I decided to post pics of my hermits when I got them but never got around to do so until now. 

I have two hermits (bought from a beach shop:/ cuz I couldn't find them anywhere else) who have not been given an official name. 

Does anyone else have any? Share your stories and pics here!!!


----------



## peacock (Jan 30, 2014)

What do they eat and do they need a humidifier?


----------



## tromboneplaya (Jul 7, 2010)

I don't have any, but I've always thought they were really cute! Yours are adorable!


----------



## sbrit94 (Aug 1, 2013)

if you can't keep the heat up with a heat pad and keep their tank moist then yes you need a humidifier.


----------



## sbrit94 (Aug 1, 2013)

Hey guys, question to those more experienced with hermies. Can they get depressed? Are they more active in habitats they like better?


----------



## countyrd419 (Apr 6, 2013)

Good evening sbrit94 and welcome to our forum from a fellow Floridian.

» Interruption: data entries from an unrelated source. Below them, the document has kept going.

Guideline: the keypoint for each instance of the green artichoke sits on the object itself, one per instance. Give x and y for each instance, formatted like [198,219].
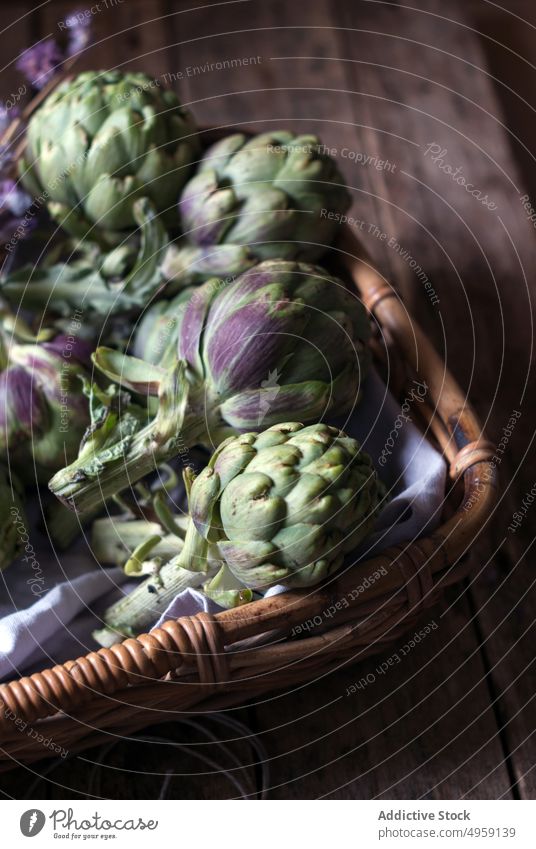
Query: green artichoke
[156,336]
[13,522]
[279,507]
[276,195]
[121,280]
[103,140]
[283,339]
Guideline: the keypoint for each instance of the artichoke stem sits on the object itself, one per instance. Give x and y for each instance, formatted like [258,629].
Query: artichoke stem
[84,490]
[141,608]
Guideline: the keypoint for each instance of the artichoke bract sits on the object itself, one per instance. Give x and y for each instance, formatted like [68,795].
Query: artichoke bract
[284,339]
[276,195]
[283,506]
[103,140]
[43,409]
[280,507]
[156,336]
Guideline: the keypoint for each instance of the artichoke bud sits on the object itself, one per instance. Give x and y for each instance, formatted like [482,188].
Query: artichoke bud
[271,193]
[43,410]
[291,510]
[244,351]
[253,340]
[102,140]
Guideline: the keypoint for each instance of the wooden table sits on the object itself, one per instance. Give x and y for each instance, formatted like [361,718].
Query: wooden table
[424,92]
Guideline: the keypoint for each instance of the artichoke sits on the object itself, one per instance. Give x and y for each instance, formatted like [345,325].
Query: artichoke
[279,507]
[99,283]
[102,140]
[156,336]
[276,195]
[284,338]
[43,410]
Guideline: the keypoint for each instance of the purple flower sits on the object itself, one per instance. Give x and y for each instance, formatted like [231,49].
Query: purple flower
[79,26]
[40,62]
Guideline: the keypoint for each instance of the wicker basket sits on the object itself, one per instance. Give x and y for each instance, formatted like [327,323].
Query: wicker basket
[197,664]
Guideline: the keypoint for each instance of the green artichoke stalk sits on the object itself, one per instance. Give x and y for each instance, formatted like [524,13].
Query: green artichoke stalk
[43,410]
[283,506]
[13,522]
[276,195]
[103,140]
[285,338]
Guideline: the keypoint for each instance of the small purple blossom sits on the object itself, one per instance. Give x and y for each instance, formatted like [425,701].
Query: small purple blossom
[79,26]
[40,62]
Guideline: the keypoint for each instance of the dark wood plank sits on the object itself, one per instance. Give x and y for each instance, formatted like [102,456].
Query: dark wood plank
[427,728]
[312,90]
[480,262]
[423,729]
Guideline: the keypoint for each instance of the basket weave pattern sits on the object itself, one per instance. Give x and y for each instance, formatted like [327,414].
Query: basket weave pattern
[196,664]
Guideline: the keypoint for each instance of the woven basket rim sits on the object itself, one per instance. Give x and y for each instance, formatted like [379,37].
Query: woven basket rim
[126,686]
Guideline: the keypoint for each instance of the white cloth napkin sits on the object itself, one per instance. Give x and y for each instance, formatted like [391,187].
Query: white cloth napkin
[51,620]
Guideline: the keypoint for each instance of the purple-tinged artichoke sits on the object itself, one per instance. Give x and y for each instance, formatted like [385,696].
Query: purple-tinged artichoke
[43,409]
[155,339]
[276,195]
[283,340]
[279,507]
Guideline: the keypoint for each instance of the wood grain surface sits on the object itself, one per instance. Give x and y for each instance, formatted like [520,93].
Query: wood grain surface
[455,718]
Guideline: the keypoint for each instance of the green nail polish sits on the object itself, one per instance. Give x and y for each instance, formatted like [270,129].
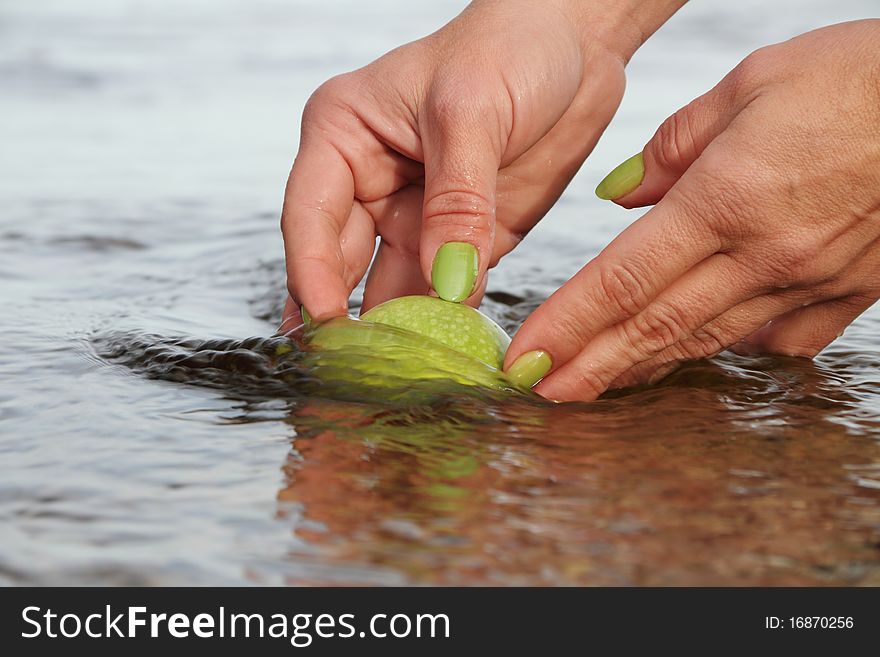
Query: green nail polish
[529,368]
[454,271]
[623,179]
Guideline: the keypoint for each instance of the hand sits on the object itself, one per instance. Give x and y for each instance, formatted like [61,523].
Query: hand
[766,232]
[467,136]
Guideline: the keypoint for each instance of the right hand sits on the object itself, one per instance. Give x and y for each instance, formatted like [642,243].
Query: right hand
[468,135]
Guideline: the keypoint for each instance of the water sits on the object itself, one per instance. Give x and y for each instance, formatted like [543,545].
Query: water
[144,438]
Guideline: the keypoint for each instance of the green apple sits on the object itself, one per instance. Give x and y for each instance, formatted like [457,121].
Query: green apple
[457,326]
[409,339]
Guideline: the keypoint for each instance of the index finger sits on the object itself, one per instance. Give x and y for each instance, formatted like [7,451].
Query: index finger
[619,283]
[317,203]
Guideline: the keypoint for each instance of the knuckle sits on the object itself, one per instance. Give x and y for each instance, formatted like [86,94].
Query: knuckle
[657,328]
[588,384]
[328,98]
[461,208]
[789,263]
[718,200]
[755,69]
[623,288]
[674,144]
[705,341]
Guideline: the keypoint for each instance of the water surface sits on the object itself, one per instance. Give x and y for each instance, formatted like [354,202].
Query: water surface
[150,433]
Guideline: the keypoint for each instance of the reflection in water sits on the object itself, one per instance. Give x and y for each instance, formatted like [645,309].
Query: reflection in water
[149,158]
[733,471]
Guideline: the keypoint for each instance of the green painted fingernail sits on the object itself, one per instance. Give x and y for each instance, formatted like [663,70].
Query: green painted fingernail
[529,368]
[623,179]
[454,271]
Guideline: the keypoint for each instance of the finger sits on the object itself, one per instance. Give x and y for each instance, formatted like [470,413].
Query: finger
[618,284]
[291,317]
[712,338]
[462,156]
[705,292]
[317,203]
[396,270]
[681,139]
[806,331]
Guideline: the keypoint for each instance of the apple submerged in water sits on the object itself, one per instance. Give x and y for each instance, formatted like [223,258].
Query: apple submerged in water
[459,327]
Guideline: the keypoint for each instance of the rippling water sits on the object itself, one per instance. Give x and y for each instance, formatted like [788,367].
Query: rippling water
[145,439]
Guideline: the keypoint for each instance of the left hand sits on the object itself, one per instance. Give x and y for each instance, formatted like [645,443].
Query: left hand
[766,232]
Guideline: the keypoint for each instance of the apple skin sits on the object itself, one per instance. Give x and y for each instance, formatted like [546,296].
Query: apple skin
[350,356]
[459,327]
[406,344]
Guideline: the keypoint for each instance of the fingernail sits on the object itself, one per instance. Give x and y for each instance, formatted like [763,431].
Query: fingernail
[623,179]
[529,368]
[454,271]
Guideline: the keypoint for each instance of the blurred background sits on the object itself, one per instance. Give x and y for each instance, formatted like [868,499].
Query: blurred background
[144,147]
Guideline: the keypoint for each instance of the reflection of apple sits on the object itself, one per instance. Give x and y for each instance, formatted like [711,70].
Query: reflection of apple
[457,326]
[406,340]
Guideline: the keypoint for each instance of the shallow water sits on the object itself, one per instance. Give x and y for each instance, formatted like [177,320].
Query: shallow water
[145,439]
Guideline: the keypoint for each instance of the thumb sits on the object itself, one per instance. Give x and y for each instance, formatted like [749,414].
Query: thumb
[646,177]
[462,153]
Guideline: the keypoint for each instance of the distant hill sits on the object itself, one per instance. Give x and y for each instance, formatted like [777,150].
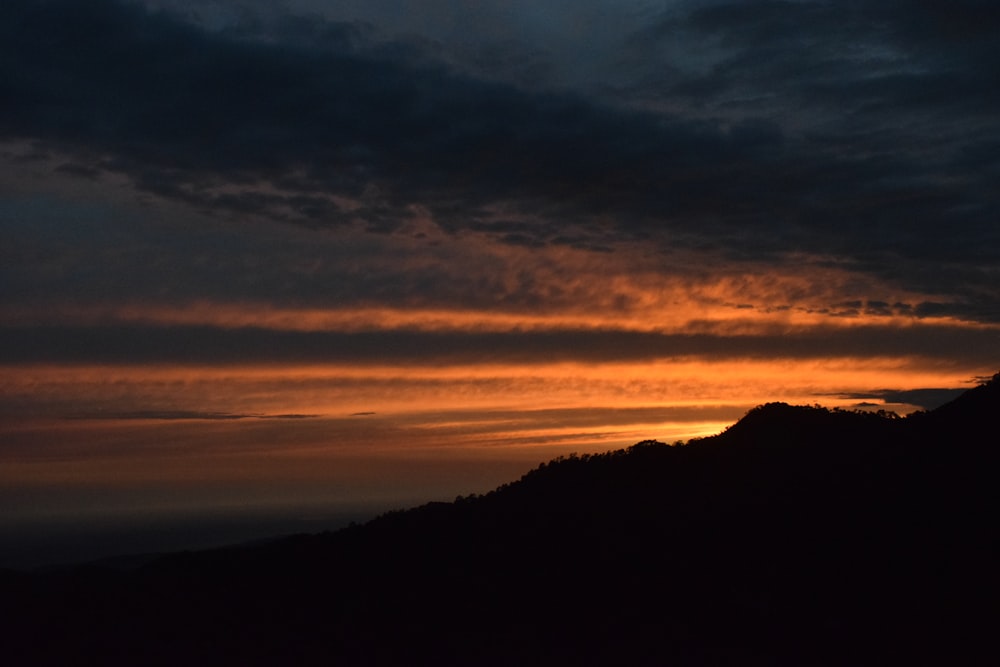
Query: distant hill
[799,536]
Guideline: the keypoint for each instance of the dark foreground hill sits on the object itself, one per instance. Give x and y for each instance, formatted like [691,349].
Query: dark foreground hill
[799,536]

I live in Oviedo, FL which is a suburb of Orlando. Don't know what part of the state you are from. Just to let you know that this site deals almost anything about betta fish care.

Petsmart has a lot of hermit crab care kits and anything else you might need.

I too used to have pet hermit crabs when I was younger. I enjoyed them too.
Here is a better web-site to answer all of your questions
http://www.hermit-crabs.com/care.html


----------



## BettaLover1999 (Jun 30, 2014)

Petsmart doesn't take good care of their hermit crabs. They are usually dead.


----------



## sbrit94 (Aug 1, 2013)

thanks for the site


----------



## Meade (Feb 15, 2013)

I used to have quite a few, you can private message me and I'll tell you everything you need to know with pictures!


----------



## Jennalyn (Jun 23, 2014)

I have a 20G long tank in my office with 8 hermies, going strong for 3 years now. They're very amusing and low-maintenance office pets once you get their environment parameters settled. I have tank heaters going and the water bowls near the heaters for humidity. They become more active later in the afternoon/evening, but there's usually at least one out at any given time. I have about half a foot of damp-ish sand substrate, so most of their time is spent burrowing. It provides them safety while molting as well.


----------



## bloo97 (Mar 6, 2010)

I'm looking to potentially get a couple hermies soon....this is cool to see. I like your 20 gal.


----------



## Kozmotis (Jul 14, 2014)

A friend of mine shared this on her facebook page, and I think that it's an excellent guide for hermit crabs. http://www.plightofthehermies.org/adopt/


----------



## Elephants (Jul 21, 2014)

I have 2 hermits in a 10 gal I have one of those bendy reptile vines that they love 
They also like certain fruits and veggies mine like apples a lot


----------